Taylor Swift was presented with the Nashville Songwriters Association International’s (NSAI) Songwriter-Artist of the Decade Award at a ceremony on Tuesday night, September 20.
The 32-year-old singer took to the Nashville Songwriter Awards stage at the Ryman Auditorium in Nashville to accept the accolade, becoming the first female musician to receive the gong, and delivered a 13-minute acceptance speech.
Taylor – who has won the NSAI Songwriter of the Year prize seven times from 2007 to 2015 – told the crowd: “I’m up here receiving this beautiful award for a decade of work, and I can’t possibly explain how nice that feels.”
“Because the way I see it, this is an award that celebrates a culmination of moments. Challenges. Gauntlets laid down. Albums I’m proud of. Triumphs. Strokes of luck or misfortune. Loud, embarrassing errors and the subsequent recovery from those mistakes, and the lessons learned from all of it.”
She concluded: “This award celebrates my family and my co-writers and my team. My friends and my fiercest fans and my harshest detractors and everyone who entered my life or left it. Because when it comes to my songwriting and my life, they are one in the same.”

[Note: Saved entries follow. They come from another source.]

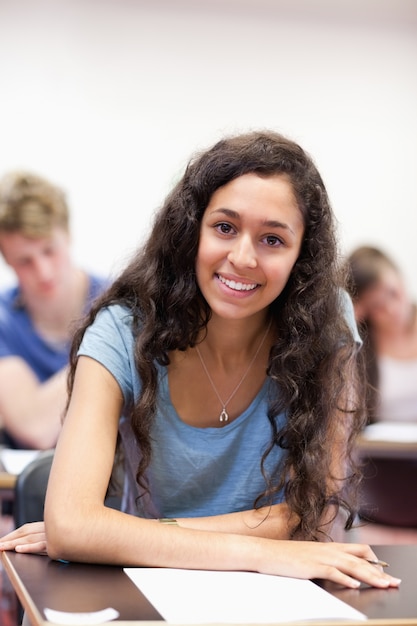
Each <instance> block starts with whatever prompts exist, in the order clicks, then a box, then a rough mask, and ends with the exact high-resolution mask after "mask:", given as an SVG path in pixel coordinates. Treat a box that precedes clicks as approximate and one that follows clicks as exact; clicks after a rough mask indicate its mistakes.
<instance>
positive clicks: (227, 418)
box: [219, 407, 229, 422]
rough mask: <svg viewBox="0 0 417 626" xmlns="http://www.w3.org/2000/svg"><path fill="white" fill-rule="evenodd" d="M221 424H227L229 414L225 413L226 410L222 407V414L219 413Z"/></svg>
mask: <svg viewBox="0 0 417 626" xmlns="http://www.w3.org/2000/svg"><path fill="white" fill-rule="evenodd" d="M219 419H220V421H221V422H227V421H229V414H228V412H227V411H226V408H225V407H223V409H222V412H221V413H220V417H219Z"/></svg>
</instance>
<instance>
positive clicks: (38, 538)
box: [0, 522, 46, 554]
mask: <svg viewBox="0 0 417 626" xmlns="http://www.w3.org/2000/svg"><path fill="white" fill-rule="evenodd" d="M4 550H15V551H16V552H29V553H33V554H46V534H45V524H44V522H31V523H30V524H24V525H23V526H19V528H16V529H15V530H12V532H10V533H8V534H7V535H4V537H2V538H1V539H0V551H4Z"/></svg>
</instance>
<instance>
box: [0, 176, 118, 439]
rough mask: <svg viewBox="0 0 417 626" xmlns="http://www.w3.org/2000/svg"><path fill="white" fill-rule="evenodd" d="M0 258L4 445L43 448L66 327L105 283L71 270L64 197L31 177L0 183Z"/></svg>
mask: <svg viewBox="0 0 417 626" xmlns="http://www.w3.org/2000/svg"><path fill="white" fill-rule="evenodd" d="M0 252H1V254H2V255H3V257H4V260H5V262H6V263H7V264H8V265H9V267H10V268H11V269H12V270H13V272H14V274H15V276H16V279H17V283H16V285H15V286H13V287H9V288H8V289H6V290H3V292H1V293H0V425H1V427H2V437H3V444H5V445H7V446H9V447H14V448H33V449H47V448H51V447H54V446H55V444H56V441H57V437H58V434H59V431H60V427H61V415H62V411H63V409H64V406H65V402H66V394H67V389H66V368H67V362H68V356H69V345H70V340H71V332H72V324H73V322H74V321H76V320H77V319H79V318H80V317H81V316H82V315H83V314H84V313H85V312H86V310H87V308H88V307H89V304H90V303H91V302H92V300H93V299H94V298H95V297H96V296H97V295H98V294H99V293H100V292H101V291H102V290H103V288H104V287H105V285H106V281H105V280H104V278H101V277H97V276H92V275H90V274H89V273H87V272H86V271H84V270H83V269H81V268H79V267H77V266H76V265H75V264H74V262H73V260H72V258H71V238H70V229H69V210H68V205H67V202H66V199H65V195H64V193H63V191H62V190H61V189H59V188H58V187H56V186H55V185H54V184H52V183H51V182H49V181H48V180H45V179H43V178H41V177H40V176H38V175H35V174H33V173H30V172H10V173H8V174H6V175H5V176H4V177H3V179H2V180H0Z"/></svg>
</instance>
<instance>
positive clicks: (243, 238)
mask: <svg viewBox="0 0 417 626" xmlns="http://www.w3.org/2000/svg"><path fill="white" fill-rule="evenodd" d="M228 260H229V261H230V263H232V264H233V265H234V266H235V267H250V268H254V267H256V266H257V264H258V261H257V257H256V250H255V247H254V245H253V243H252V240H251V238H250V237H244V236H242V237H238V238H237V239H235V240H234V242H233V245H232V247H231V249H230V252H229V254H228Z"/></svg>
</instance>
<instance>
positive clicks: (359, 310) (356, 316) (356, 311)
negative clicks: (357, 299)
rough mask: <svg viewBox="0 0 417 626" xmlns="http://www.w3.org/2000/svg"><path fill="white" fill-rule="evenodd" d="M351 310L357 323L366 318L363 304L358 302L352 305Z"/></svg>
mask: <svg viewBox="0 0 417 626" xmlns="http://www.w3.org/2000/svg"><path fill="white" fill-rule="evenodd" d="M353 310H354V312H355V319H356V321H357V322H363V321H364V320H365V318H366V309H365V306H364V304H363V302H359V301H358V300H357V301H356V302H354V303H353Z"/></svg>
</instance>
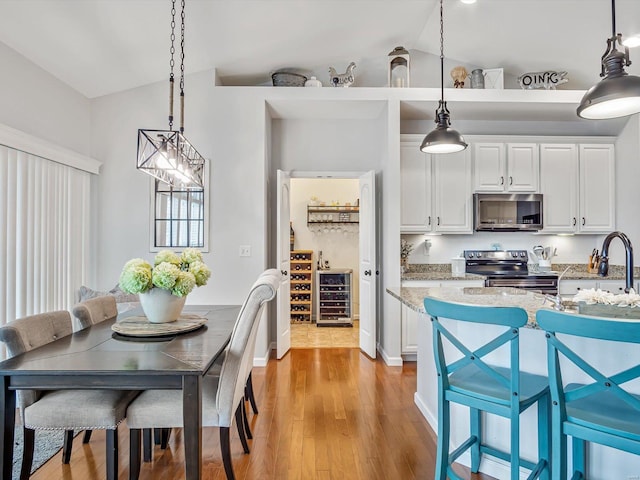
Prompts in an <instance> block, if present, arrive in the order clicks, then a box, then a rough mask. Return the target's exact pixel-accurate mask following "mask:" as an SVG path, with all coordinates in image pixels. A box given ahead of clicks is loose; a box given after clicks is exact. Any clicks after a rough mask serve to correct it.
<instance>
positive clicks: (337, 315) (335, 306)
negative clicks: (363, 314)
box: [316, 268, 353, 327]
mask: <svg viewBox="0 0 640 480" xmlns="http://www.w3.org/2000/svg"><path fill="white" fill-rule="evenodd" d="M352 273H353V270H351V269H350V268H333V269H331V270H317V271H316V275H317V284H318V295H316V326H318V327H320V326H326V325H330V326H349V327H351V326H353V316H352V310H353V296H352V291H351V286H352V284H353V283H352V278H351V276H352Z"/></svg>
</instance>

The ‘Love Story’ hitmaker also revealed for the first time that she breaks her lyrics down into genre categories, “quill”, “fountain pen” and “glitter gel”.
She said: “I’ve never talked about this publicly before, because, well, it’s dorky. But I also have, in my mind, secretly, established genres categories for lyrics I write. Three of them, to be exact. They are affectionately titled Quill Lyrics, Fountain Pen Lyrics, and Glitter Gel Pen Lyrics.
“I know this sounds confusing but I’ll try to explain. I came up with these categories based on what writing tool I imagine having in my hand when I scribbled it down, figuratively. I don’t actually have a quill. Anymore. I broke it once when I was mad.
“I categorize certain songs of mine in the ‘Quill’ style if the words and phrasings are antiquated, if I was inspired to write it after reading Charlotte Brontë or after watching a movie where everyone is wearing poet shirts and corsets. If my lyrics sound like a letter written by Emily Dickinson’s great grandmother while sewing a lace curtain, that’s me writing in the Quill genre.”
The star concluded her speech by admitting being honored by the NSAI “means more than any genre of my lyrics could ever say”.
She then performed a 10-minute version of her hit song “All Too Well” at the ceremony, where the likes of Kelsea Ballerini, Little Big Town and Luke Combs all took to the stage.